Loose coupling. Adding a new consumer (e.g., an analytics service) requires zero changes to existing services – just subscribe to the relevant stream.
Independent deployability. Any service can be restarted or redeployed without breaking the pipeline.
Why Not SAGA?¶
A SAGA pattern implies a coordinator (orchestrator) or explicit compensation logic to undo steps on failure. This system doesn’t have either – if an event fails processing, it’s retried and eventually moved to a dead-letter queue. The tradeoff: simpler implementation, but no automatic rollback across services.
Transactional Outbox (Simplified)¶
The order service uses a write-then-publish approach:
A MongoDB transaction atomically validates stock and creates the order
Only after the transaction commits, the event is published to Redis Streams
This avoids the dual-write problem where a crash between database write and event publish could leave the system in an inconsistent state. The tradeoff vs. a full outbox pattern: if the process crashes after commit but before publish, the event is lost. For a demo system, this is acceptable.
# Simplified flow in order_service.py
async with transaction() as session:
await menu_repo.decrement_stock(item_id, quantity, session)
order_id = await order_repo.create(order_data, session)
# Published only after successful commit
await publisher.publish(orders_stream, order_event)
System Overview¶
Communication Protocols¶
Layer |
Protocol |
Purpose |
|---|---|---|
Client ↔ API |
REST (HTTP/1.1) |
Order creation, menu queries |
Client ↔ Notifications |
WebSocket |
Real-time order tracking with ping/pong keepalive |
Service ↔ Service |
Redis Streams |
Async event-driven messaging with consumer groups |
Service ↔ MongoDB |
Wire Protocol |
ACID transactions over replica set |
No gRPC, no GraphQL, no SSE – intentionally simple protocol choices.

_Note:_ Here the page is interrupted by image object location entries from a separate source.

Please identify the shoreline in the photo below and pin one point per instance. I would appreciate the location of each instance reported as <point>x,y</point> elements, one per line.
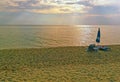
<point>52,47</point>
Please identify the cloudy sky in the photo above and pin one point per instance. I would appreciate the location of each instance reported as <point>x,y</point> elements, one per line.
<point>59,12</point>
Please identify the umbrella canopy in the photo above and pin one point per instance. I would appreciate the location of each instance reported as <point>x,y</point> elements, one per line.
<point>98,36</point>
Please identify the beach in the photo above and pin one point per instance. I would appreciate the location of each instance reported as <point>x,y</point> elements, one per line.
<point>60,64</point>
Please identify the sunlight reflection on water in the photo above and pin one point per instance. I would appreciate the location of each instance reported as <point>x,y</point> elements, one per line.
<point>53,36</point>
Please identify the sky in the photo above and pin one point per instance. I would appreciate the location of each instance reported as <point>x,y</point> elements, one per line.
<point>59,12</point>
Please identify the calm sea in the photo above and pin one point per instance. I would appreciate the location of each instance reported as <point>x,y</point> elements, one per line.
<point>54,36</point>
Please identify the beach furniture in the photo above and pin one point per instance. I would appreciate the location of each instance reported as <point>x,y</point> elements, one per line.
<point>104,48</point>
<point>92,47</point>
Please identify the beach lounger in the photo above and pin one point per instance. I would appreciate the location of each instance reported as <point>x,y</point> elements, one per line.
<point>92,47</point>
<point>104,48</point>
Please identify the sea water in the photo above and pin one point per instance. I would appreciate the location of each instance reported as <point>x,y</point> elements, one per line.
<point>55,36</point>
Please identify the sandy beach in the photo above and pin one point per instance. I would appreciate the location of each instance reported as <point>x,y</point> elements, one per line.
<point>60,64</point>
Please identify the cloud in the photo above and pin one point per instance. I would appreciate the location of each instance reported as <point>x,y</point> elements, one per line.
<point>103,2</point>
<point>45,6</point>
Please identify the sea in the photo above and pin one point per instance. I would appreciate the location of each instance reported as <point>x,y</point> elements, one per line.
<point>43,36</point>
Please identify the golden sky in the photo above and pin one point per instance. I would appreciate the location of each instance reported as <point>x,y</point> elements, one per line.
<point>48,11</point>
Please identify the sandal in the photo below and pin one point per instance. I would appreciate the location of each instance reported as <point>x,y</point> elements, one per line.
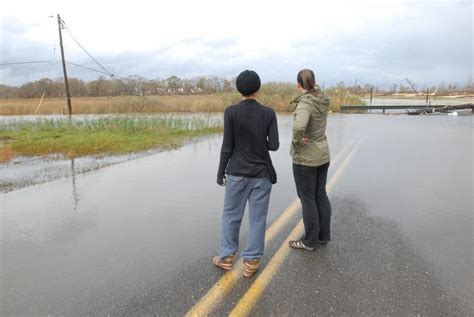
<point>225,264</point>
<point>298,244</point>
<point>250,267</point>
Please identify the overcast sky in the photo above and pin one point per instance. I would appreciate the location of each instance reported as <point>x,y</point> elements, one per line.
<point>378,42</point>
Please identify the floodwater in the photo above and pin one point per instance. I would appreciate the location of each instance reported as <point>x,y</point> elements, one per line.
<point>90,242</point>
<point>25,171</point>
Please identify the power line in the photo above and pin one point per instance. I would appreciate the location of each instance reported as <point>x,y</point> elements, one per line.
<point>21,63</point>
<point>105,70</point>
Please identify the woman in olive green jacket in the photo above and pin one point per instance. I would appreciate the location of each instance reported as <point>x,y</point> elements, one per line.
<point>310,153</point>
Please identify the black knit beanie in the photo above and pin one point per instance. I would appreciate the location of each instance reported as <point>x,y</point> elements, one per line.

Redis Streams as an Event Bus¶
Redis Streams provide a persistent, ordered, append-only log with consumer group semantics – similar in concept to Kafka topics and consumer groups, but embedded in Redis.

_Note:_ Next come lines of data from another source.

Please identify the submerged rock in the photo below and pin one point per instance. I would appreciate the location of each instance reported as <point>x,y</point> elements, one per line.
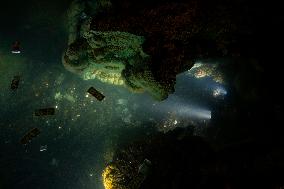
<point>144,45</point>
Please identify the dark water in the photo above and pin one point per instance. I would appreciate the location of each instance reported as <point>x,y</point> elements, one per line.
<point>81,137</point>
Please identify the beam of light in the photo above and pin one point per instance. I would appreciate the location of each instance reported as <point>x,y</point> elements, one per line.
<point>184,109</point>
<point>194,112</point>
<point>16,52</point>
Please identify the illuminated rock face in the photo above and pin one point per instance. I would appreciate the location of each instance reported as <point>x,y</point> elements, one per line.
<point>112,57</point>
<point>144,45</point>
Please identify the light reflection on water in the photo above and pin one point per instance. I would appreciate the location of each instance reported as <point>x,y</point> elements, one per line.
<point>83,133</point>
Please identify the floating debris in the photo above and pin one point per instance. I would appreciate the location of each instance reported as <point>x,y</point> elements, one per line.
<point>96,93</point>
<point>15,82</point>
<point>45,112</point>
<point>30,135</point>
<point>43,148</point>
<point>16,47</point>
<point>145,167</point>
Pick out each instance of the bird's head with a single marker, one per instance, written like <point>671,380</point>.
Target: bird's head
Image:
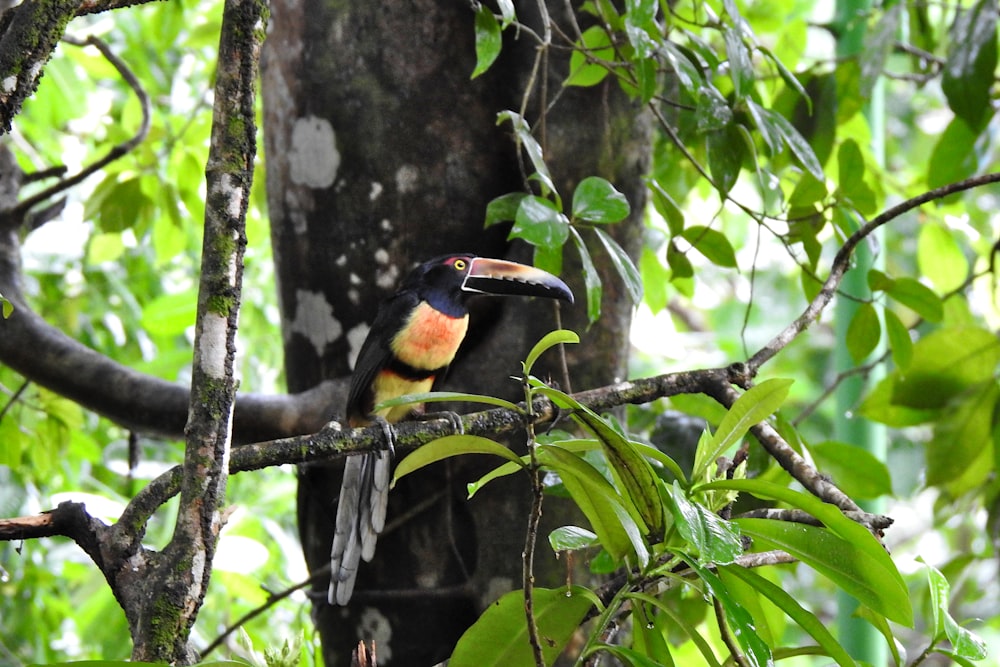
<point>447,282</point>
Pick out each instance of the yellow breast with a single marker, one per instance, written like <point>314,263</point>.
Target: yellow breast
<point>429,339</point>
<point>388,385</point>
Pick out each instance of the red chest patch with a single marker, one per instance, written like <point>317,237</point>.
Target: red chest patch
<point>429,339</point>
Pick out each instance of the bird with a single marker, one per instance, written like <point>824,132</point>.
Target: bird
<point>414,337</point>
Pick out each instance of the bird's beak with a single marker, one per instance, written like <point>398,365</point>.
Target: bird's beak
<point>498,276</point>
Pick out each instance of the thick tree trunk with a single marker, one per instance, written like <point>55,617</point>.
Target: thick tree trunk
<point>382,153</point>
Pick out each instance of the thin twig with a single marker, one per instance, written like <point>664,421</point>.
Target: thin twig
<point>727,636</point>
<point>14,398</point>
<point>272,599</point>
<point>531,536</point>
<point>842,260</point>
<point>21,210</point>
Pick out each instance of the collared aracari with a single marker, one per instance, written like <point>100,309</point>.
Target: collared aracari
<point>414,337</point>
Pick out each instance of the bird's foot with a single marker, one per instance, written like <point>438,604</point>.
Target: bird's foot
<point>453,418</point>
<point>389,433</point>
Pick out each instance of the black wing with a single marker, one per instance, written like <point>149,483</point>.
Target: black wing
<point>376,353</point>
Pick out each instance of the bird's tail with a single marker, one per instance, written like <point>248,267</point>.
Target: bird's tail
<point>361,509</point>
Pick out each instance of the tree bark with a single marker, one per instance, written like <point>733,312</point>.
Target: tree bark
<point>382,153</point>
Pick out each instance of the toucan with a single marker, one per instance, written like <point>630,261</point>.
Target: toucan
<point>414,338</point>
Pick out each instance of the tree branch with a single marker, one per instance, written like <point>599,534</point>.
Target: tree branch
<point>842,260</point>
<point>29,33</point>
<point>18,213</point>
<point>183,570</point>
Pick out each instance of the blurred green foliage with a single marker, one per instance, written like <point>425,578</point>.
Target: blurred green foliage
<point>761,167</point>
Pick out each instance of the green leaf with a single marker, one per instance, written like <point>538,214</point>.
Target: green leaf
<point>595,45</point>
<point>776,131</point>
<point>633,474</point>
<point>940,258</point>
<point>954,155</point>
<point>856,471</point>
<point>715,539</point>
<point>488,40</point>
<point>623,264</point>
<point>740,65</point>
<point>522,131</point>
<point>447,447</point>
<point>680,265</point>
<point>540,223</point>
<point>500,637</point>
<point>806,620</point>
<point>960,444</point>
<point>971,62</point>
<point>853,570</point>
<point>507,11</point>
<point>863,332</point>
<point>442,397</point>
<point>571,538</point>
<point>879,406</point>
<point>880,623</point>
<point>945,364</point>
<point>964,643</point>
<point>551,339</point>
<point>844,551</point>
<point>755,649</point>
<point>575,445</point>
<point>754,406</point>
<point>711,243</point>
<point>852,186</point>
<point>600,502</point>
<point>170,314</point>
<point>591,278</point>
<point>503,208</point>
<point>725,156</point>
<point>917,297</point>
<point>899,340</point>
<point>597,200</point>
<point>124,207</point>
<point>625,655</point>
<point>668,208</point>
<point>548,259</point>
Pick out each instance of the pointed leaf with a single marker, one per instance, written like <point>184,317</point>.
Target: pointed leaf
<point>918,297</point>
<point>591,278</point>
<point>635,477</point>
<point>600,502</point>
<point>540,223</point>
<point>623,264</point>
<point>754,406</point>
<point>844,551</point>
<point>971,61</point>
<point>711,243</point>
<point>443,397</point>
<point>549,340</point>
<point>856,471</point>
<point>806,620</point>
<point>488,40</point>
<point>850,568</point>
<point>863,332</point>
<point>899,340</point>
<point>595,45</point>
<point>597,200</point>
<point>756,650</point>
<point>715,539</point>
<point>447,447</point>
<point>500,637</point>
<point>940,258</point>
<point>503,208</point>
<point>571,538</point>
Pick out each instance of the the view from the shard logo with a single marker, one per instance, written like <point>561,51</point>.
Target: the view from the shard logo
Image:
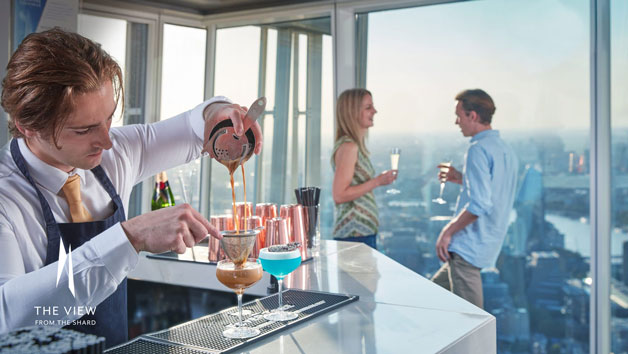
<point>62,258</point>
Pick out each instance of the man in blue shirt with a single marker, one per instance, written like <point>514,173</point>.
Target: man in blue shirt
<point>473,238</point>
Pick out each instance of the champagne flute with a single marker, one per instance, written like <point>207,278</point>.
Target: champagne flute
<point>394,165</point>
<point>444,169</point>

Why Redis Streams Over Alternatives?¶
Feature |
Redis Streams |
Redis Pub/Sub |
RabbitMQ |
Kafka |
|---|---|---|---|---|
Message persistence |
✅ |
❌ |
✅ |
✅ |
Consumer groups |
✅ |
❌ |
✅ |
✅ |
Message acknowledgment |
✅ |
❌ |
✅ |
✅ |
Replay from offset |
✅ |
❌ |
❌ |
✅ |
Already in the stack |
✅ |
✅ |
❌ |
❌ |
Operational complexity |
Low |
Low |
Medium |
High |
Redis was already needed for caching. Streams add event bus capabilities without introducing another infrastructure component.
Consumer Group Mechanics¶
Each service registers a consumer group on the streams it cares about:
XREADGROUP GROUP orders-group consumer-1 COUNT 10 BLOCK 5000 STREAMS orders-stream >
GROUP orders-group– the consumer group name (one per service)consumer-1– individual consumer within the group (one per pod/replica)COUNT 10– batch size per readBLOCK 5000– block for 5 seconds if no new messages>– only read new (unacknowledged) messages
After successful processing, the message is acknowledged:
XACK orders-stream orders-group <message-id>
Retry & Dead-Letter Queue¶
Unacknowledged messages are automatically reclaimed after a timeout using XAUTOCLAIM. A retry counter tracks attempts per message:
Message fails processing
→ stays in pending entries list (PEL)
→ XAUTOCLAIM reclaims it after idle timeout
→ retry counter incremented (stored in Redis key)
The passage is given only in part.